Un Homme Est Mort: Trailer For the French Political Feature
Coming from the adaptation from the eponymous graphic novel of Kris and Étienne Davodeau (published by Editions Futuropolis), the new animation feature by Les Armateurs (Kirikou and the Sorceress, Triplets of Belleville, The Secret of Kells) Un Homme Est Mort (A Man Is Dead) narrates a very real incident in post-WWII France.
When the worker Édouard Mazé is shot in the head during a strike for a better pay (Brest 1950), the filmmaker René Vautier records the incident, and projects it (a not easy task) to a traveling cinema along France.
French VFX artist Olivier Cossu undertakes to direct the 66-minute TV animation feature for ARTE (a co-producer, along with Vivement Lundi! and the support of Region Bretagne).
Brest, 1950. Workers are on strike calling in vain for higher wages.
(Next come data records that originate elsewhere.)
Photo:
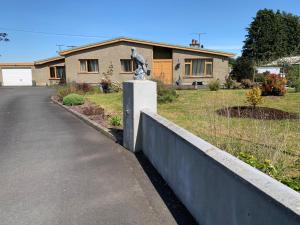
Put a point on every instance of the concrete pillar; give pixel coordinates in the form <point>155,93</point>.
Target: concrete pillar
<point>137,95</point>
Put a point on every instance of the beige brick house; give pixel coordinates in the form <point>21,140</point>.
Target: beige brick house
<point>167,62</point>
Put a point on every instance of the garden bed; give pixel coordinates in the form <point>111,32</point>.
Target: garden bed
<point>260,113</point>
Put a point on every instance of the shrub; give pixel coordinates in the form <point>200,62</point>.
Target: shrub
<point>83,87</point>
<point>115,121</point>
<point>274,85</point>
<point>296,85</point>
<point>63,91</point>
<point>260,78</point>
<point>236,85</point>
<point>243,69</point>
<point>246,83</point>
<point>228,82</point>
<point>93,110</point>
<point>214,85</point>
<point>254,96</point>
<point>73,99</point>
<point>106,85</point>
<point>165,94</point>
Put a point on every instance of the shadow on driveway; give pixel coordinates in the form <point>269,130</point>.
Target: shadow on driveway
<point>177,209</point>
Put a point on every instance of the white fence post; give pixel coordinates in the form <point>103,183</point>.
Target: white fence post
<point>137,95</point>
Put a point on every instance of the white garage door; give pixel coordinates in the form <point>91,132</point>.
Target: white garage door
<point>16,77</point>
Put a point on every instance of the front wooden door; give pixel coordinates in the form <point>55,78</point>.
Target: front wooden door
<point>163,70</point>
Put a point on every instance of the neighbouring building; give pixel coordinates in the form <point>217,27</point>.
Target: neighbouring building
<point>88,64</point>
<point>279,66</point>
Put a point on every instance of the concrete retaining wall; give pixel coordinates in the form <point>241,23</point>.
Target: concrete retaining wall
<point>217,188</point>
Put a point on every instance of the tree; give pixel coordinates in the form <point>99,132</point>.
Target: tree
<point>3,37</point>
<point>243,69</point>
<point>272,35</point>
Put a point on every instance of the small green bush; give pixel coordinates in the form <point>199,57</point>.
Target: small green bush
<point>228,82</point>
<point>115,121</point>
<point>73,99</point>
<point>246,83</point>
<point>236,85</point>
<point>296,85</point>
<point>274,85</point>
<point>63,91</point>
<point>165,94</point>
<point>254,97</point>
<point>214,85</point>
<point>260,78</point>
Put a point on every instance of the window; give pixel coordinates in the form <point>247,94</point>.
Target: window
<point>57,72</point>
<point>198,67</point>
<point>89,65</point>
<point>128,65</point>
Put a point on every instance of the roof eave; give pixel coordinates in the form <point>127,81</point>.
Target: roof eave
<point>41,62</point>
<point>66,52</point>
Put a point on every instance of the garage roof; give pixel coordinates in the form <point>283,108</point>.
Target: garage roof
<point>137,41</point>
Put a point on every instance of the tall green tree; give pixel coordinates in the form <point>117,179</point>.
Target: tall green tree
<point>272,35</point>
<point>3,37</point>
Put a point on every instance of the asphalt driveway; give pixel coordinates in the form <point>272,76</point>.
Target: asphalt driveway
<point>56,170</point>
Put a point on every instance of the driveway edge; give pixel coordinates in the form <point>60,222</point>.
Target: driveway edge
<point>88,121</point>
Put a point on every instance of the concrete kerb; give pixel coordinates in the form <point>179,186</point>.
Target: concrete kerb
<point>88,121</point>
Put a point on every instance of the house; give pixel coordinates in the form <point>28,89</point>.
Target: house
<point>88,63</point>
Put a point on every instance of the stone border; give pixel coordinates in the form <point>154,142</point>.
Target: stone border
<point>88,121</point>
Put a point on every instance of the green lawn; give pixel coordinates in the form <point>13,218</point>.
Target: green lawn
<point>265,143</point>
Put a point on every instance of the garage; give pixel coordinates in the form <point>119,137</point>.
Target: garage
<point>16,77</point>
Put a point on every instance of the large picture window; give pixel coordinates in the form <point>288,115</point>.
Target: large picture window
<point>198,67</point>
<point>128,65</point>
<point>57,72</point>
<point>89,65</point>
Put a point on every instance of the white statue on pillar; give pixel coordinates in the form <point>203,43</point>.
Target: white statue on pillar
<point>142,66</point>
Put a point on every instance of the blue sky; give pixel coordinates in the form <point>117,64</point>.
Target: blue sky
<point>170,21</point>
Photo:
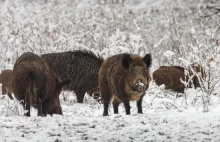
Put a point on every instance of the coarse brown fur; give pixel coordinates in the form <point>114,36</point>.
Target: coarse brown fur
<point>170,76</point>
<point>118,77</point>
<point>80,66</point>
<point>36,84</point>
<point>6,81</point>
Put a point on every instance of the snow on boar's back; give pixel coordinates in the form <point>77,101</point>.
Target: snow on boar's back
<point>125,77</point>
<point>36,84</point>
<point>6,81</point>
<point>80,66</point>
<point>170,76</point>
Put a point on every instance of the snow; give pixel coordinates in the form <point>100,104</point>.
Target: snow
<point>84,122</point>
<point>171,31</point>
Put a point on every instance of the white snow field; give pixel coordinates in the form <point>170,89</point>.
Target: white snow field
<point>175,32</point>
<point>164,119</point>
P'tit Zef, Édouard, and Désiré take part in the demonstrations organized by CGT syndicate when the situation suddenly becomes violent. The police shoot into the crowd and a bullet hits Édouard. The CGT calls upon the filmmaker René Vautier to film the events- Film Synopsis
The French trailer:
The scriptwriting (by Kris, Guillaume Mautalent and Sébastien Oursel) took two years to write; the film will be a hybrid of 2D/3D animation - rendered in 2D.
The film was presented as a work in progress during the 2017 Annecy festival. It shows that animation filmmakers and producers still try to tackle sensitive political subjects in animation ways far from the shiny and polished look of contemporary mainstream.
It seems that Brittany enchants French filmmakers; J. F. Laguionie produced Louise By the Shore in Brittany (JPL Films), while the film itself explores some of the Brittany (and Normandy) seaside atmosphere.
Un homme est mort , on the other hand, promises to be more confrontational. Here's the film's official Facebook site. French studio has also on its slate another political animation feature on its slate, the The Swallows of Kabul.
Un homme est mort (A man is dead) is headed for a primary ARTE release in 2018.